Convergence of a series given that the series with a specific parentheses insertion converges

Question

I am given a sequence $(a_n)_n$ such that $|a_n|\le\frac{1}{n}$ and the sequence $b_k=\sum_{n=k^2}^{(k+1)^2-1}a_n$ and I am given that the series $\sum_k b_k$ converges. I need to show that the original series $\sum_n a_n$ also converges. I've tried to find a nice formula for the difference of the partial sums of $\sum b_k$ and $\sum a_n$ but couldn't find something computable.

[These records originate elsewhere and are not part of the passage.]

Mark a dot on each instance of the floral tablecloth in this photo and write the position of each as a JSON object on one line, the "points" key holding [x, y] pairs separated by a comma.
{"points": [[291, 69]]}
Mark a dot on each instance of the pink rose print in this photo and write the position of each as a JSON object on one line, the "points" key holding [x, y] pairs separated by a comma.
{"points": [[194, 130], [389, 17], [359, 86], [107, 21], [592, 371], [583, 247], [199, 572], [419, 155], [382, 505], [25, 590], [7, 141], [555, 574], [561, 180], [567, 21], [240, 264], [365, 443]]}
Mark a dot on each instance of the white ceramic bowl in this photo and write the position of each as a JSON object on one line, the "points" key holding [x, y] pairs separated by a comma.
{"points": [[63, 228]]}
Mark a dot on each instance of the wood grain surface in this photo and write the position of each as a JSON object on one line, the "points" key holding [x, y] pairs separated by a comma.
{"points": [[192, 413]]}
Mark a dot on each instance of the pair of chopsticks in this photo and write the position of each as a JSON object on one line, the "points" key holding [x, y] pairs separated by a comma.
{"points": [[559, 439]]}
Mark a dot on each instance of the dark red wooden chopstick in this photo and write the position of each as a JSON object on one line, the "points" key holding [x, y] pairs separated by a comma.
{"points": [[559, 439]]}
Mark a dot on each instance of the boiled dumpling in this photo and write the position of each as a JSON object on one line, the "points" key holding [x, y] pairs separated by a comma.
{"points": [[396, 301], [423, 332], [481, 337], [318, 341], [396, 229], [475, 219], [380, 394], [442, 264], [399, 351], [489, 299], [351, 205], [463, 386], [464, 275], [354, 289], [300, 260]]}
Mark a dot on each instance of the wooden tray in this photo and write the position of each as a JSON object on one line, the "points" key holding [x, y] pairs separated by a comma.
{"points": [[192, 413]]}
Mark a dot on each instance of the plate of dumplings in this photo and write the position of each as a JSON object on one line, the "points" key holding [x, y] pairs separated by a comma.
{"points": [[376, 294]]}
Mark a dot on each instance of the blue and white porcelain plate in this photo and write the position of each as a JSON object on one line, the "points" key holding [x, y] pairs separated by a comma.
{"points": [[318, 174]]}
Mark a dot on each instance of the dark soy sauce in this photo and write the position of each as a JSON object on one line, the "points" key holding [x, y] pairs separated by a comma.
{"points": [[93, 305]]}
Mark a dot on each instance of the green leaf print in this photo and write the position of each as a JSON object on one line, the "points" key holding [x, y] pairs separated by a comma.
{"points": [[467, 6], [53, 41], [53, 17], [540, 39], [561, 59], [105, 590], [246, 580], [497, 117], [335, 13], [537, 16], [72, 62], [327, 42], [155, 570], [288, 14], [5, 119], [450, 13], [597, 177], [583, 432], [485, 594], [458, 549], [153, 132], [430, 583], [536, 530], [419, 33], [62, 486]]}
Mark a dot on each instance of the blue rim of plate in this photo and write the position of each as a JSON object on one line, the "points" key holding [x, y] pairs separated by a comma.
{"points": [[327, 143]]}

Would appreciate any help.

Answer 1

Note that for $k^2\le m\le k^2+2k$, $$ \begin{align} \left|\,\sum_{j=k^2}^{m-1}a_j\,\right|+\left|\,\sum_{j=m}^{k^2+2k}a_j\,\right| &\le\sum_{j=k^2}^{k^2+2k}|a_j|\tag{1a}\\ &\le\sum_{j=k^2}^{k^2+2k}\frac1j\tag{1b}\\[3pt] &\le\frac{2k+1}{k^2}\tag{1c} \end{align} $$ Thus, pick an $\epsilon\gt0$, choose an $N$ so that for $m\gt n\ge N$, $$ \left|\,\sum_{k=n+1}^{m-1}b_k\,\right|\le\epsilon/3\tag2 $$ and $$ \frac{2n+1}{n^2}\le\epsilon/3\tag3 $$

Then for any $j\gt i\ge N^2$, there are $n\le m$ so that $n^2\le i\lt(n+1)^2$ and $m^2\le j\lt(m+1)^2$

If $n\lt m$, then $$ \begin{align} \left|\,\sum_{k=i}^{j-1}a_k\,\right| &=\left|\,\sum_{k=i}^{n^2+2n}a_k+\sum_{k=n+1}^{m-1}b_k+\sum_{k=m^2}^{j-1}a_k\,\right|\tag{4a}\\ &\le\frac{2n+1}{n^2}+\epsilon/3+\frac{2m+1}{m^2}\tag{4b}\\[9pt] &\le\epsilon\tag{4c} \end{align} $$ If $n=m$, then the second and third sums above are $0$.

Thus, the series for $a_k$ is Cauchy.